10/03/2010

Colombo, Sri Lanka

Yolculukta bazı tatsızlıklar oldu...Hem ucuz olduğu hem de Sharjah'ı gezebileceğimiz zannına kapıldığımız için biletleri Air Arabia'dan almıştık. 1 Şubat geceyarısından sonra Sabiha Gökçen Havalimanı'ndan heyecanla uçağımıza bindik. Beklentilerimizin aksine uçak gayet yeni ve temiz bir Airbus'tı. Üstelik tam vaktinde kalktı. Önceden (ekstra para ödeyerek) 1. sıradan yer ayırttığımız için bacaklarımız hiç sıkışmadan rahat rahat gittik. Yemeğimizi de önceden ısmarlamıştık. Hiç sorun çıkmadan, leziz ve sıcak yemek servisi yapıldı. Daha önce defalarca uçak kalkarken dua okunacağını duymuş olmamıza rağmen, hoparlörden "Allahu ekber..." anonsunu duydugumuzda epeyce garipsedik bu durumu. Hostesler kapalı değillerdi. Yolcu profili karışıktı. Türklerin çoğu süslü püslü, parfüm kokuluydu. Sanırım Dubai'ye alışverişe ucuz yoldan gidiyorlardı. Onların dışında ise çalışmaya gidiyor gibi görünen Türkler ve ayrıca Araplar vardı. Tek bir boş koltuk bile yoktu.

Ben neredeyse sabaha dek uyudum. Uyandığımda uçak motorları kapatmış, gökte süzülüyor gibiydi. Bir tuhaflık sezerek Bruce'a sordum. "Çok sis var inemiyoruz, Sharjah üzerinde dönüyoruz" dedi. Başta pek aldırmasam da, yarım saatten daha uzun süre bunu yapıp durduk. Tam sabırlar tükeniyordu ki, inişe geçtik.

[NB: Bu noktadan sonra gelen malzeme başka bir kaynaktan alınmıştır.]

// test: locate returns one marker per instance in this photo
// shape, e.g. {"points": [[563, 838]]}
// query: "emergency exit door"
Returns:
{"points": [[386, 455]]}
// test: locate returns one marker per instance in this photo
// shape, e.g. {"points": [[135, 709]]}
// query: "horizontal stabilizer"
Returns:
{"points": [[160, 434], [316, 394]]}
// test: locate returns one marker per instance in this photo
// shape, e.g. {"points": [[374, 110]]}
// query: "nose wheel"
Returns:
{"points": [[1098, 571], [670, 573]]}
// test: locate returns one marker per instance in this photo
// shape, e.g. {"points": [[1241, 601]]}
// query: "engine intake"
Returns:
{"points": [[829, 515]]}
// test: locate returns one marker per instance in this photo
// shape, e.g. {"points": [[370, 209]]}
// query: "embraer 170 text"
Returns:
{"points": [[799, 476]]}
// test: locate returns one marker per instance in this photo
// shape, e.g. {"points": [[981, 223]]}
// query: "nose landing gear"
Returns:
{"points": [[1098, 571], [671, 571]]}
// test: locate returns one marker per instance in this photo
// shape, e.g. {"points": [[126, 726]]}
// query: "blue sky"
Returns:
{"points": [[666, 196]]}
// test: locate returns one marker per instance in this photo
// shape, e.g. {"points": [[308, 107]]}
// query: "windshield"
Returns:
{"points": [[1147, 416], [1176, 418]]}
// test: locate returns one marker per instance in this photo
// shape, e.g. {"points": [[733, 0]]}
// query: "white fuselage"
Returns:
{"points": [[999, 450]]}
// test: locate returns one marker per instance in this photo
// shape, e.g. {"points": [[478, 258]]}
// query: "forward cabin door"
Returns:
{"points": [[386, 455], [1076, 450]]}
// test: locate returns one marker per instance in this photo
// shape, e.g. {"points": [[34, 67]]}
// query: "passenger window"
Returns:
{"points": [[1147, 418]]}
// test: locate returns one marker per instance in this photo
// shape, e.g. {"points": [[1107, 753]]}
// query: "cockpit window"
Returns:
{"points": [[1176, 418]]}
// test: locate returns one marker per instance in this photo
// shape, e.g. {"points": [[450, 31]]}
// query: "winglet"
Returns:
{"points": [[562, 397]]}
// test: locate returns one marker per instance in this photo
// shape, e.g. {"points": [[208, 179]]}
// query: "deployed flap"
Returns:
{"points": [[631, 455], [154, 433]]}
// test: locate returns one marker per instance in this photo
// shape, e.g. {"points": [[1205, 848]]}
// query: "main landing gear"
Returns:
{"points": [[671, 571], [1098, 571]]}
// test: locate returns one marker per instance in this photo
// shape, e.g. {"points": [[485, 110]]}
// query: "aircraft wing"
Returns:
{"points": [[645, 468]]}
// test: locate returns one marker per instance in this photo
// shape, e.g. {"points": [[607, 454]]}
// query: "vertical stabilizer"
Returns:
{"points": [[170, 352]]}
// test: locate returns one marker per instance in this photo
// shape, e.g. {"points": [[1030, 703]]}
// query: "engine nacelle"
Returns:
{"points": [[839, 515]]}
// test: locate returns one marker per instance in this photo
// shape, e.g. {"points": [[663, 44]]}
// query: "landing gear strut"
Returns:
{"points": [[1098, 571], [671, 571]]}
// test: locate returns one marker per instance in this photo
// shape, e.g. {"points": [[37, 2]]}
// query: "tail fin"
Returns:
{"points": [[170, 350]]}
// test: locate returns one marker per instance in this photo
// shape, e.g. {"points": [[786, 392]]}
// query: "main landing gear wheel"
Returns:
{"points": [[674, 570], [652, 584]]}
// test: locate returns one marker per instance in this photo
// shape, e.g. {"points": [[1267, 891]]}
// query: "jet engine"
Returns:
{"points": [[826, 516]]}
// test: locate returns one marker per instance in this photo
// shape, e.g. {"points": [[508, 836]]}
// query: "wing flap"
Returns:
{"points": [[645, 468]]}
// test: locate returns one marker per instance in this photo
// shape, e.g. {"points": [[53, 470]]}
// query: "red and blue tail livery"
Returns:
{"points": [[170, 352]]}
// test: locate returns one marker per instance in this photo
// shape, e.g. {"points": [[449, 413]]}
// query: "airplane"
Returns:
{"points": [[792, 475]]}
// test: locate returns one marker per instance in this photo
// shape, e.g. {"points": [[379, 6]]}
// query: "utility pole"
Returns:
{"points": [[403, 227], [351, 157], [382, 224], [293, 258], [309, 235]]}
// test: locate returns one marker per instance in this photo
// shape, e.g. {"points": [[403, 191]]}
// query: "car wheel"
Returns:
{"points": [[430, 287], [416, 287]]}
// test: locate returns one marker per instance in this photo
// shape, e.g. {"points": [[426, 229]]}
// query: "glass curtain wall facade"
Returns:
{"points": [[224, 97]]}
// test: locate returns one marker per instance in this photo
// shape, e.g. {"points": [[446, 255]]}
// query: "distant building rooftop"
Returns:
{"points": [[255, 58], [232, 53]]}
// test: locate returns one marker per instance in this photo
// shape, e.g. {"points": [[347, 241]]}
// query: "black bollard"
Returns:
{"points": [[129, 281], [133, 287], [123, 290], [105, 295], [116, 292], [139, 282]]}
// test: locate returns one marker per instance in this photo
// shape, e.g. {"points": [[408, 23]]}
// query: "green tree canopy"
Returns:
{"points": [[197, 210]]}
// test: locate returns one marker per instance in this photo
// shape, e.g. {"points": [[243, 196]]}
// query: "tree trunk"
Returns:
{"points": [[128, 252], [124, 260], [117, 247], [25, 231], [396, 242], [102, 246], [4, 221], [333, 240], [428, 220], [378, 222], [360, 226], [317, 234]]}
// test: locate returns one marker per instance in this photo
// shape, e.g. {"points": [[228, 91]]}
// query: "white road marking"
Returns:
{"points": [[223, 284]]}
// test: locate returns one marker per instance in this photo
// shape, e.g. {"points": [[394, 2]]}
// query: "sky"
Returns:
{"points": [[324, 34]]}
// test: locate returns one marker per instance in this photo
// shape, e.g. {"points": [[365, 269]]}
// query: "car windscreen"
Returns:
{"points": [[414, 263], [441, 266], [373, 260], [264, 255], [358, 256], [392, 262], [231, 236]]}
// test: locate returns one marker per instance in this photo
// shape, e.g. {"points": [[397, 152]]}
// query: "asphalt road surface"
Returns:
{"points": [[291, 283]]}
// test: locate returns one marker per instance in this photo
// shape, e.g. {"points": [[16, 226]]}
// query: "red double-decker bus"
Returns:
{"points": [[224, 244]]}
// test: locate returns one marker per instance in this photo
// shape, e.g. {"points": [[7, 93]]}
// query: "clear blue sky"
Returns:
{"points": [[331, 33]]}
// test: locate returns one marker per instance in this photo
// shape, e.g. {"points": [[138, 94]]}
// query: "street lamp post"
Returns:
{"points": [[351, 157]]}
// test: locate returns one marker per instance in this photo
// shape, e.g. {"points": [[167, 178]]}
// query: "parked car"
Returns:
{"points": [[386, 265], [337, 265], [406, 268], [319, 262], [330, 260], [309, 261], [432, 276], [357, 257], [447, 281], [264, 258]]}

Sharjah'ta 14 saat bekleyecek olduğumuz için, planlarımız arasında hemen vizelerimizi alarak otomobil kiralamak ve çölü geçerek Fujeirah'ya gitmek vardı. Ama nerde...Türk ve Güney Afrika pasaportlarını gören vize bölümü çalışanı Filipinli (muhtemelen) kızın suratı asıldı. "Daha önce Birleşik Arap Emirlikleri'ne hiç seyahat etmemişsiniz. Bu durumda sizin pasaportlarınızı mecburen Abu Dhabi'ye yollayacağız. Geri gelmesi 4-6 saat arası alır" demesin mi? Tabii bu duruma hem sinirlendik, hem de pasaportlardan yabancı bir havaalanında ayrılma fikri bize pek de çekici gelmedi. Bunun üzerine vazgeçtik ve tam 14 saat, evet tam 14 saat Sharjah'ın o küçük, hafif karanlık ve köhne havaalanında bekledik. Her bir köşesini karış karış biliyoruz artık (çünkü geri gelirken de 14 saat bekleme süremiz vardı!) İçeride açık büfe ve yatacak koltuklar var diye VIP salonuna girdik. Epey para ödedik (tek ödeme ile 3 saat geçirebiliyorsunuz içeride, sonra tekrar ödeme yapmak gerekiyor) ama değdi çünkü ben horul horul uyudum, Bruce ise biraya kavuştu! (Ayrıca burada yediğim zahterli pidenin tadını unutamıyorum!)
Sharjah'ta zaman zor geçti. Akşam tekrar uçağa bindiğimizde bu bekleme faslı bittiği için çok sevinçliydik. Uçak yine doluydu ama bizden başka turist yoktu. Herkes Sri Lanka'lıydı ve hepsi bizi süzüp durdular. Yine aynı şekilde tam zamanında kalkan uçağımız, rahat bir uçuştan sonra geceyarısı Colombo'ya indi. Pasaport kontrolünden kolayca geçtik. Vize istenmediği için, sadece nerede ve ne kadar kalacağımızı sorup geçmemize izin verdiler.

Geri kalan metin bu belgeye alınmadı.